Researchers Pinpoint Mechanism In Malaria Drug Resistance
Researchers from the Washington University School of Medicine in St. Louis reported their discovery of a mechanism behind malaria parasites’ drug resistance. The discovery may also apply to other infectious diseases, such as tuberculosis and bacterial infections.
Malaria parasites along with many organisms produce a class of molecules called isoprenoids, which are responsible for a number of functions needed to keep organisms healthy. An investigational drug called fosmidomycin blocks the synthesis of isoprenoids to kill malaria parasites. However, the drug gradually loses efficacy over time.
Senior author Audrey Odom, assistant professor of pediatrics at the university, said that the malaria parasite returned in over half of children being studied in trials evaluating fosmidomycin. With the help of next-generation sequencing technology, Professor Odom and her team compared genetics of parasites which were susceptible to the drug against those resistant to it. The scientists found that mutations in the gene PfHAD1 resulted in the parasites becoming resistant to fosmidomycin.
The protein was discovered to slow isoprenoid production in the parasites, similar to the drug’s mechanism. “We don’t know why the protein puts the brakes on under normal conditions. Perhaps simply because it’s an energetically expensive pathway. But loss of PfHAD1 releases the brakes, increasing the pathway’s activity, so that even when the drug is there, it doesn’t kill the cells,” said Professor Odom.

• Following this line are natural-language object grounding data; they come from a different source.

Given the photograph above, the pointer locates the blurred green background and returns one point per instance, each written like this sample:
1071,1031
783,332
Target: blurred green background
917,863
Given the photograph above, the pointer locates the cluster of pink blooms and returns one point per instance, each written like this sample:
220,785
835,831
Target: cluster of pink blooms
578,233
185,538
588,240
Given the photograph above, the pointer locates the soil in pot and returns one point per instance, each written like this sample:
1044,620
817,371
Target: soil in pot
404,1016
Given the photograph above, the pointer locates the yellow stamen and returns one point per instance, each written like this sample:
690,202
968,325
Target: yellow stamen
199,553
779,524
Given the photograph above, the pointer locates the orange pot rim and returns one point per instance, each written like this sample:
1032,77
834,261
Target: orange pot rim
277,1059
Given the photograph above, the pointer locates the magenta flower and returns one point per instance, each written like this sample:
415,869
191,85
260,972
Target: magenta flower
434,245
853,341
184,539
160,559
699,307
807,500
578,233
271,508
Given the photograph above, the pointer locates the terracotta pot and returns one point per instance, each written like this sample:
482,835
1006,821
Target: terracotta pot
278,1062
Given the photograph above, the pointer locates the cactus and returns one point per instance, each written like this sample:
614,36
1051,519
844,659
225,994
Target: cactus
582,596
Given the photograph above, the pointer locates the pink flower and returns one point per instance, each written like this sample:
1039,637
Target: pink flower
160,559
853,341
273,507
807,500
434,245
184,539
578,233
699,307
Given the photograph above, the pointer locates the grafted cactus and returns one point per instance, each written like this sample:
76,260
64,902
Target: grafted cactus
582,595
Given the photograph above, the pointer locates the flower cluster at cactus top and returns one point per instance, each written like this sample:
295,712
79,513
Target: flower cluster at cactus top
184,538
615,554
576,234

Inhibiting the manufacture of isoprenoid by targeting the pathway is an attractive therapeutic target, not only for malaria, but for other diseases as well that use it, such as tuberculosis. The scientists’ findings were published in the July 24th edition of Nature Communications.
Earlier this month scientists from the University also reported that they had devised a way to trap the malaria parasite in a prison of its own making, halting growth and inducing death.
The malaria parasite is named among the world’s most lethal pathogens, spread mainly through the bite of infected mosquitoes. The disease claimed 627,000 lives in 2012 alone according to the World Health Organization. Furthermore, malaria’s resistance to prescription drugs and treatment is increasing among the parasite’s numerous strains. However, the disease could be on the verge of meeting a prime challenger: this month GlaxoSmithKline announced its regulatory filing of what may be the world’s first malaria vaccine.